Entre les deux hommes, se noue une étrange relation. A partir de cette attirance ambiguë et malsaine, Claude Chabrol décrit la longue descente en enfer de deux hommes. Malade et réduit à quia, Kachoudas est condamné à exhaler son dernier soupir. Quant à Labbé, il sombre dans la neurasthénie mentale.

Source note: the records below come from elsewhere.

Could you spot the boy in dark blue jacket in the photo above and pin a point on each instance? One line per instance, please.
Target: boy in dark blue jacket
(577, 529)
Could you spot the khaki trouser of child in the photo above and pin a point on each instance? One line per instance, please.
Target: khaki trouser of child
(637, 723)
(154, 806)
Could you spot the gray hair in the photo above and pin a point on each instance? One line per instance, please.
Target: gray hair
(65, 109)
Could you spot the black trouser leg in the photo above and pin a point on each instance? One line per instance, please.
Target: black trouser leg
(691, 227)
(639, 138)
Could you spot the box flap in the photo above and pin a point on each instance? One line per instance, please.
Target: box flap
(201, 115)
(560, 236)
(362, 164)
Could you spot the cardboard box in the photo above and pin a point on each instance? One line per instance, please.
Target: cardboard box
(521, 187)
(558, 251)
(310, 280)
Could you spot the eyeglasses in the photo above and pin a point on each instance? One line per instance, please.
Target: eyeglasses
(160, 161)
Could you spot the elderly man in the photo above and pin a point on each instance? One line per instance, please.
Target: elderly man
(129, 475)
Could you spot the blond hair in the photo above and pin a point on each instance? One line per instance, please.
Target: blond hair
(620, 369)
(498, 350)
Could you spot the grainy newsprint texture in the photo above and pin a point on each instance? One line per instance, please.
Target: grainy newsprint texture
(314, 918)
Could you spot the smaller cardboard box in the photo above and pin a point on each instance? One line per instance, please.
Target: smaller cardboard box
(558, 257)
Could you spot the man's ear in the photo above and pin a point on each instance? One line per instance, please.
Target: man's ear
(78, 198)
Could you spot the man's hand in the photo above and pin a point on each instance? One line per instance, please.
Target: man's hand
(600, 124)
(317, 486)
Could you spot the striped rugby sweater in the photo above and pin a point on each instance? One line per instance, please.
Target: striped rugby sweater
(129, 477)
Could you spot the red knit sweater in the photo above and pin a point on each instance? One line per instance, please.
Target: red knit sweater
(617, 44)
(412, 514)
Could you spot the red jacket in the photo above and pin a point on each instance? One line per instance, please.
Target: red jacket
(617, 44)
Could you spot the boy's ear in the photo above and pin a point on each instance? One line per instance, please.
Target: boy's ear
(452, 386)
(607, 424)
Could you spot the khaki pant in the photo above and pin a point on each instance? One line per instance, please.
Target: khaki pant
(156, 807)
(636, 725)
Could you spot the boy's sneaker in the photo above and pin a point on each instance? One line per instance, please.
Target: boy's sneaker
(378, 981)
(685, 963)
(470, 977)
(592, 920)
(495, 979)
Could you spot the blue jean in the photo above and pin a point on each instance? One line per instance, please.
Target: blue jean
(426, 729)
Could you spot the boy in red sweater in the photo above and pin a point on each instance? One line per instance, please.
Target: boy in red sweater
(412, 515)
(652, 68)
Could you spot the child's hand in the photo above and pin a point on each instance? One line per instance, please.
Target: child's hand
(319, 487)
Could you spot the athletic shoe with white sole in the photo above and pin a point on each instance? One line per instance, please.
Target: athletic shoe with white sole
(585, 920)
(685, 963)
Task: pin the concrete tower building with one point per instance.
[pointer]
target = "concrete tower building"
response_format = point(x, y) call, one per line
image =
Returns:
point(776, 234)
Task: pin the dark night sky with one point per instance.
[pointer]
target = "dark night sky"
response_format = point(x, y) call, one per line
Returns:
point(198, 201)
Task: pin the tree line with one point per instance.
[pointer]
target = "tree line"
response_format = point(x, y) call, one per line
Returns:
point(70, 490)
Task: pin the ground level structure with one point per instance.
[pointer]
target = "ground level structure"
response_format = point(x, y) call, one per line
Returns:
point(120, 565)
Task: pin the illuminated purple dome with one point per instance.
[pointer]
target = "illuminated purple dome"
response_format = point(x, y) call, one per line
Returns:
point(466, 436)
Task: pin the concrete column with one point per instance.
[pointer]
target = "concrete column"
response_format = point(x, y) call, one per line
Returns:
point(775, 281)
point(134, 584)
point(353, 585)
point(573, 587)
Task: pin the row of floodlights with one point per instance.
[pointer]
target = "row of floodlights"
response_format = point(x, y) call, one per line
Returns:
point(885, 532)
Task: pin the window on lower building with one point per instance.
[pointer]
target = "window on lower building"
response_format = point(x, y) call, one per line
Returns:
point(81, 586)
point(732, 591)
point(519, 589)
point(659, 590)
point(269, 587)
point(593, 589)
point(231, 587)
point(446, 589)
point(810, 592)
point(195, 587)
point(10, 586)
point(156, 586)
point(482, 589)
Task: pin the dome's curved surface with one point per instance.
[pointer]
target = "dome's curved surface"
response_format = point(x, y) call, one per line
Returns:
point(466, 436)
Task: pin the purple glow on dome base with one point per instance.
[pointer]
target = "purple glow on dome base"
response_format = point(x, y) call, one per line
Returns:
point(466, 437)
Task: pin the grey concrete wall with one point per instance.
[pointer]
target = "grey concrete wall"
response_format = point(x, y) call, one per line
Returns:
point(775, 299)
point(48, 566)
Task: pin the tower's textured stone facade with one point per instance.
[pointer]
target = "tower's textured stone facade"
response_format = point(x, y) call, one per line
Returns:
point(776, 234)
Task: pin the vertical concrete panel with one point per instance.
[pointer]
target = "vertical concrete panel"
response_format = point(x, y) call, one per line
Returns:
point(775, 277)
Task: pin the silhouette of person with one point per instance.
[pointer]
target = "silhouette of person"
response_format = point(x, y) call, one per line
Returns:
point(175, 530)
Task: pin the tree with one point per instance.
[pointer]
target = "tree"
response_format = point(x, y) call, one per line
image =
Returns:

Claude Chabrol peut s'appuyer sur les excellentes compositions de Michel Serrault et de Charles Aznavour. Le duo fonctionne à merveille. Dans un rôle à contre-emploi, Michel Serrault joue un tueur en série à la fois ténébreux, mystérieux, fallacieux et presque fascinant. Quant à Michel Aznavour, il incarne finalement cette autre facette de ce criminel redoutable : un visage couard et un regard admiratif qui le scrute en catimini. Encore une fois, tout l'intérêt du film repose essentiellement sur le jeu (tout en finesse) de ses deux acteurs principaux. Toutefois, le long-métrage n'est pas exempt de défauts, entre autres, d'un rythme assez lénifiant, un peu trop peut-être.
A cela, s'ajoute une enquête assez soporifique et une mise en scène plutôt conventionnelle. Bref, un thriller assez peu captivant au final malgré une interprétation (encore une fois) irréprochable.